# Doing it Bayesian

Petr Keil, Jan Smycka
January 2016

### Conditional probability

Rule for joint (AND) probability is $P(A \cap B) = P(A) \times P(B|A)$ $$A$$ and $$B$$ can be swapped arbitrarily $P(A \cap B) = P(B) \times P(A|B)$ and so $P(B) \times P(A|B) = P(A) \times P(B|A)$ which we can rearrange to get $P(A|B) = \frac {P(A) \times P(B|A)}{P(B)}$ which is the Bayes rule.

### Bayes rule in statistics

We can replace $$A$$ and $$B$$ by model parameters $$\theta$$ and the data $$y$$ to get

$$p(\theta|y) = \frac {p(\theta) \times p(y|\theta)}{p(y)}$$

where

$$p(y|\theta)$$ … likelihood

$$p(\theta)$$ … prior

$$p(\theta|y)$$ … posterior

$$p(y)$$ … the horrible thing

### Why is p(y) horrible?

$p(y)=\sum_\theta p(\theta) \times p(y|\theta)$

$p(y)=\int_\theta p(\theta) \times p(y|\theta) d\theta$

### Avoiding the horrible thing

In most cases we can't calculate $$p(y)$$. But we can calculate the ratio of $$p(\theta_1|y)$$ and $$p(\theta_2|y)$$:

$\frac{p(\theta_1|y) }{ p(\theta_2|y)}=\frac{p(\theta_1) \times p(y|\theta_1)}{p(\theta_2) \times p(y|\theta_2)} = \alpha$

We can also say that

$p(\theta|y) \propto p(\theta) \times p(y|\theta)$

### Sampling from the posterior

We can use the ratio $$\frac{p(\theta_1|y) }{ p(\theta_2|y)}$$ to sample from the posterior distribution by a numerical sampling algorithm called Markov Chain Monte Carlo (MCMC).

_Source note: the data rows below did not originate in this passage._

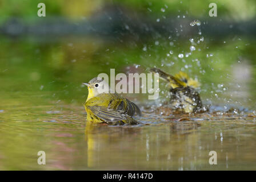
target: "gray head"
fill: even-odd
[[[95,77],[90,80],[88,84],[83,83],[88,88],[87,100],[102,93],[109,93],[109,86],[107,82],[99,77]]]

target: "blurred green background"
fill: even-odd
[[[39,2],[46,17],[37,16]],[[210,17],[211,2],[1,1],[1,90],[54,90],[81,103],[81,83],[98,73],[155,66],[197,77],[203,100],[253,105],[256,2],[217,1]],[[201,26],[190,26],[197,19]]]
[[[46,17],[37,15],[39,2]],[[209,15],[211,2],[217,17]],[[251,125],[242,117],[215,125],[203,120],[202,130],[170,122],[131,131],[97,128],[84,142],[82,82],[110,68],[116,74],[152,67],[182,71],[201,82],[203,104],[255,110],[255,1],[0,0],[0,169],[88,169],[94,162],[97,169],[255,169],[253,118]],[[195,20],[201,25],[191,26]],[[165,100],[167,92],[161,83],[154,101]],[[151,104],[145,94],[127,97]],[[42,150],[52,159],[45,168],[35,162]],[[223,152],[219,168],[203,158],[209,150]]]

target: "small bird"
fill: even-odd
[[[139,108],[122,96],[110,93],[110,89],[104,80],[95,77],[83,84],[87,86],[89,91],[85,104],[87,121],[114,125],[139,123],[133,117],[136,114],[141,116]]]
[[[173,109],[186,113],[202,110],[199,94],[195,89],[200,86],[197,80],[189,78],[186,73],[181,71],[174,76],[159,68],[151,68],[150,71],[158,73],[160,78],[168,82],[170,87],[170,102]]]

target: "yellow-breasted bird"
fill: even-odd
[[[122,96],[110,93],[109,86],[103,79],[95,77],[83,84],[89,91],[85,105],[87,121],[113,125],[138,123],[133,117],[141,115],[139,108]],[[104,90],[104,87],[108,89]]]
[[[195,89],[200,86],[196,80],[180,71],[174,76],[159,68],[153,68],[150,71],[159,73],[160,78],[168,82],[170,87],[170,104],[173,109],[186,113],[202,110],[203,106],[198,92]]]

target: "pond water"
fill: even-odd
[[[111,68],[122,72],[137,69],[134,64],[141,65],[138,68],[141,72],[153,65],[161,67],[161,59],[156,55],[166,56],[166,51],[154,49],[149,57],[150,53],[145,54],[143,45],[120,48],[120,45],[93,42],[68,39],[50,43],[3,40],[0,169],[256,169],[253,92],[255,82],[250,78],[255,68],[250,61],[243,62],[242,66],[237,61],[230,63],[238,51],[247,52],[247,48],[232,49],[227,56],[222,51],[238,43],[231,43],[227,48],[213,44],[207,51],[216,52],[214,61],[201,61],[199,67],[203,69],[193,66],[185,71],[199,79],[203,102],[209,103],[213,108],[211,112],[189,115],[170,114],[163,109],[160,114],[148,109],[155,108],[159,102],[149,103],[146,97],[127,95],[142,108],[143,116],[138,119],[141,123],[110,126],[87,123],[83,103],[87,90],[81,83],[99,73],[109,73]],[[181,43],[179,49],[186,47],[182,45]],[[198,53],[194,56],[200,56]],[[189,59],[170,69],[177,72],[179,67],[192,65],[193,59]],[[156,60],[149,64],[149,59]],[[234,69],[239,73],[241,67],[251,69],[246,81],[232,75]],[[161,90],[165,90],[162,86]],[[160,100],[165,98],[163,93]],[[234,109],[214,111],[231,107]],[[46,152],[46,165],[37,163],[39,151]],[[211,151],[217,154],[217,165],[209,164]]]

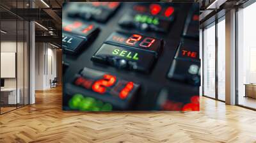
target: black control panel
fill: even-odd
[[[63,110],[192,108],[200,85],[198,15],[197,3],[65,3]]]

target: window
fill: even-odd
[[[225,17],[218,23],[218,99],[225,101]]]
[[[204,95],[215,98],[215,23],[204,31]]]
[[[238,104],[256,109],[256,3],[237,12]]]

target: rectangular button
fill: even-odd
[[[172,22],[176,15],[176,8],[172,4],[164,3],[138,4],[133,6],[134,11],[158,17]]]
[[[146,52],[148,51],[154,53],[156,57],[158,57],[163,47],[161,40],[138,33],[128,33],[120,31],[113,33],[108,38],[105,43],[113,45],[123,45]]]
[[[117,110],[127,110],[140,84],[111,73],[84,68],[74,78],[73,94],[80,93],[111,104]]]
[[[141,13],[125,15],[120,19],[118,24],[125,27],[156,32],[168,32],[170,26],[170,21]]]
[[[86,41],[86,39],[73,36],[70,34],[63,32],[62,33],[62,49],[66,53],[76,54],[81,50]]]
[[[178,48],[175,58],[189,60],[199,59],[199,46],[196,44],[182,42]]]
[[[77,2],[70,5],[68,13],[70,17],[105,22],[119,6],[120,2]]]
[[[153,53],[136,49],[104,43],[92,57],[92,60],[118,68],[149,72],[155,61],[155,56]]]
[[[88,39],[96,35],[99,29],[93,24],[66,20],[62,22],[62,31],[72,33],[74,36],[81,38]]]
[[[173,59],[167,75],[172,79],[200,86],[200,62],[182,59]]]

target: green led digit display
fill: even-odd
[[[159,21],[158,18],[150,17],[147,15],[136,14],[134,16],[134,21],[149,24],[158,25]]]

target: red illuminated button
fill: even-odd
[[[133,6],[133,10],[137,13],[155,16],[172,22],[174,20],[176,10],[172,4],[158,3],[136,4]]]
[[[80,93],[109,103],[118,110],[130,108],[140,87],[135,82],[88,68],[83,69],[76,76],[70,86],[72,88],[68,91],[72,93]]]
[[[113,33],[105,43],[116,45],[125,45],[141,50],[152,52],[158,57],[162,49],[162,40],[138,33],[123,32]]]
[[[95,24],[86,24],[81,21],[64,20],[62,24],[63,32],[69,33],[84,39],[88,39],[99,30]]]

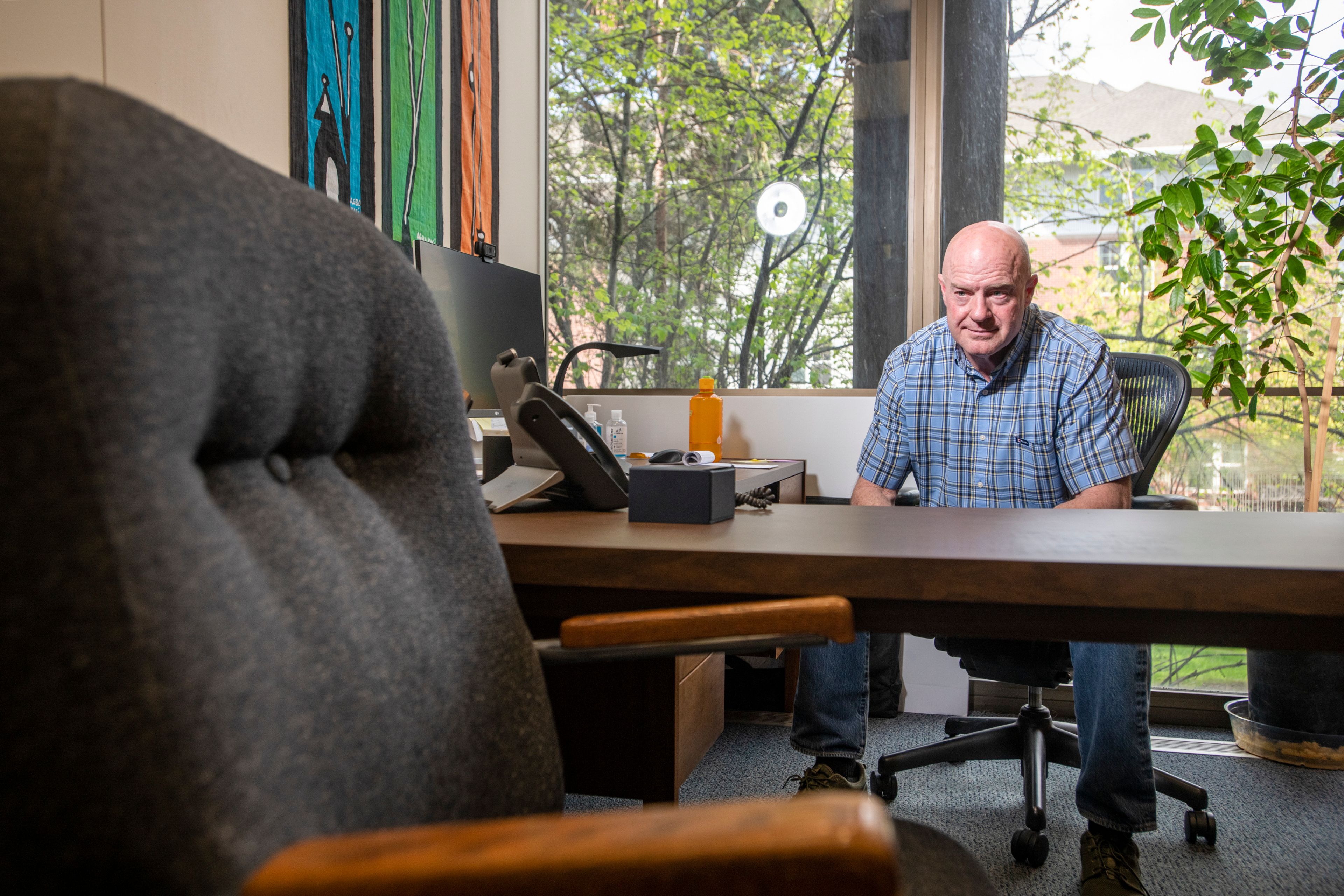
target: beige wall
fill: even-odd
[[[543,0],[499,0],[500,261],[531,271],[543,265]],[[106,83],[289,173],[288,0],[0,0],[0,77],[16,75]]]

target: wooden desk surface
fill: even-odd
[[[860,627],[1344,650],[1344,516],[792,505],[493,517],[530,617],[841,594]]]

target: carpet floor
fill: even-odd
[[[874,719],[868,728],[871,764],[876,756],[942,737],[945,716],[907,713]],[[1154,725],[1154,735],[1231,740],[1231,732]],[[1156,754],[1167,771],[1210,791],[1218,818],[1218,845],[1185,844],[1185,806],[1157,798],[1157,830],[1137,834],[1144,880],[1153,896],[1177,893],[1279,896],[1344,895],[1344,774],[1281,766],[1262,759]],[[806,758],[789,747],[788,728],[728,725],[681,786],[683,803],[759,797],[785,798]],[[1021,778],[1012,762],[930,766],[899,775],[892,814],[954,837],[984,865],[1003,896],[1058,896],[1078,892],[1078,840],[1086,821],[1074,809],[1078,772],[1050,767],[1047,782],[1051,841],[1042,868],[1012,861],[1008,840],[1023,823]],[[570,795],[566,811],[637,806],[633,801]]]

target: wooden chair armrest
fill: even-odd
[[[598,613],[562,622],[560,646],[606,647],[757,634],[814,634],[849,643],[853,641],[853,609],[844,598],[790,598],[708,607]]]
[[[895,827],[866,794],[531,815],[308,840],[243,896],[892,896]]]

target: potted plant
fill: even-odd
[[[1226,384],[1234,406],[1246,407],[1254,420],[1266,380],[1277,372],[1296,375],[1310,494],[1305,356],[1312,348],[1302,336],[1314,321],[1297,304],[1308,270],[1344,261],[1337,251],[1344,236],[1337,125],[1344,50],[1328,58],[1313,54],[1321,4],[1302,3],[1290,12],[1294,5],[1142,0],[1134,9],[1142,24],[1132,39],[1163,46],[1171,38],[1173,56],[1204,62],[1206,85],[1230,82],[1245,95],[1267,69],[1293,66],[1297,78],[1279,107],[1253,107],[1224,141],[1200,125],[1181,176],[1129,214],[1152,215],[1141,251],[1165,266],[1165,279],[1149,298],[1168,297],[1183,310],[1176,353],[1185,365],[1196,357],[1207,364],[1207,372],[1192,371],[1206,406]],[[1254,344],[1247,337],[1253,318],[1267,328]],[[1228,704],[1238,743],[1284,762],[1344,767],[1344,654],[1250,650],[1247,666],[1249,701]],[[1239,703],[1249,703],[1245,713]]]

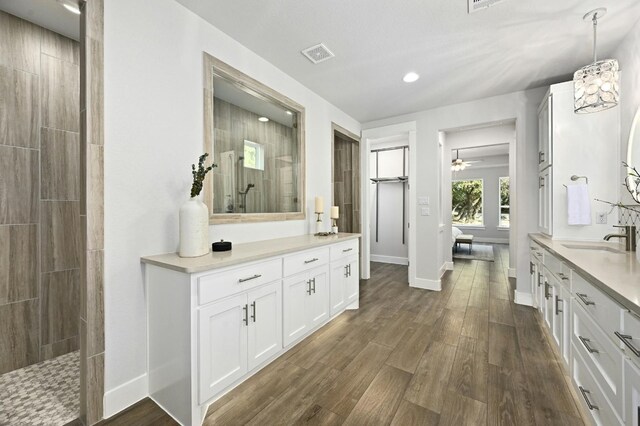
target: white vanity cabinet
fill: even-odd
[[[281,282],[198,311],[200,403],[282,349]]]
[[[358,298],[357,243],[349,241],[331,248],[331,315],[344,310]]]
[[[182,425],[359,300],[357,234],[143,257],[149,397]],[[344,251],[343,253],[343,250]],[[350,280],[331,282],[334,264]],[[332,309],[332,289],[344,303]]]
[[[329,319],[329,268],[314,268],[283,282],[284,345],[289,346]],[[344,309],[343,309],[344,310]]]

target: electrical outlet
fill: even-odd
[[[598,213],[596,213],[596,223],[598,225],[606,225],[607,224],[607,213],[606,212],[598,212]]]

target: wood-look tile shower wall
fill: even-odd
[[[0,374],[79,348],[79,63],[0,12]]]

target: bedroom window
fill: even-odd
[[[451,183],[451,220],[454,226],[483,226],[482,179]]]
[[[499,192],[500,192],[500,213],[498,217],[498,228],[508,228],[509,227],[509,177],[501,177],[498,179],[499,181]]]

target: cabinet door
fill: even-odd
[[[307,298],[311,295],[311,280],[308,273],[294,275],[282,283],[284,345],[291,343],[309,331]]]
[[[200,403],[247,373],[247,314],[246,294],[199,310]]]
[[[551,165],[551,146],[553,138],[552,123],[553,97],[549,95],[538,110],[538,170]]]
[[[331,264],[331,315],[342,312],[346,305],[347,265],[343,262]]]
[[[538,176],[538,228],[540,232],[551,235],[553,224],[551,167],[540,172]]]
[[[529,286],[533,297],[533,307],[537,308],[540,306],[540,300],[538,300],[538,265],[534,262],[533,257],[529,260]]]
[[[346,278],[345,294],[347,305],[358,300],[360,296],[360,263],[358,257],[354,257],[348,264],[348,277]]]
[[[307,297],[309,326],[311,328],[329,319],[329,271],[327,267],[316,268],[310,273],[311,295]]]
[[[553,340],[556,342],[559,351],[562,353],[562,345],[564,344],[564,317],[562,316],[562,287],[560,284],[553,278],[551,283],[552,288],[552,303],[553,303],[553,321],[552,324],[552,335]]]
[[[542,296],[544,303],[544,323],[547,328],[552,331],[553,330],[553,287],[551,283],[551,273],[545,270],[542,273]]]
[[[250,291],[248,363],[249,370],[282,349],[282,282]]]
[[[624,388],[625,424],[638,426],[640,425],[640,370],[629,360],[624,361]]]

• Metropolis-Hastings algorithm – See YouTube video, time 1:00 onwards.
• Gibbs algorithm

### Sampling from the posterior

An example of Metropolis-Hastings MCMC estimation of mean ($$\mu$$) and standard deviation ($$\sigma$$) of a Normal distribution (by M. Joseph; R code here)

### Sampling from the posterior

The result of three Markov chains running on the 3D Rosenbrock function using the Metropolis-Hastings algorithm. (Source: Wikipedia article).

### To summarize, we only need

$p(\theta|y) \propto p(\theta) \times p(y|\theta)$

and not

$p(\theta|y) = \frac {p(\theta) \times p(y|\theta)}{p(y)}$

### Common MCMC samplers

WinBUGS, OpenBUGS www.openbugs.net – uses BUGS language

JAGS mcmc-jags.sourceforge.net/ – uses BUGS language

STAN - mc-stan.org

### STAN - properties

mc-stan.org

• uses more sophisticated MCMC sampling than Gibbs or M-H

• suffers less from steps autocorrelation

• may be more efficient for complicated posteriors (cigars, camels)

• language is more difficult to command then BUGS

### INLA

(Integrated Nested Laplace Approximation)

www.r-inla.org

Uses the idea that in certain types of models $$p(\theta_a|\theta_b, y)$$ can be aproximated by normal distribution (note: $$\theta_a$$ and $$\theta_b$$ are two different parameters in the same model).

This makes the expression $$p(y|\theta) \times p(\theta)$$ integrable.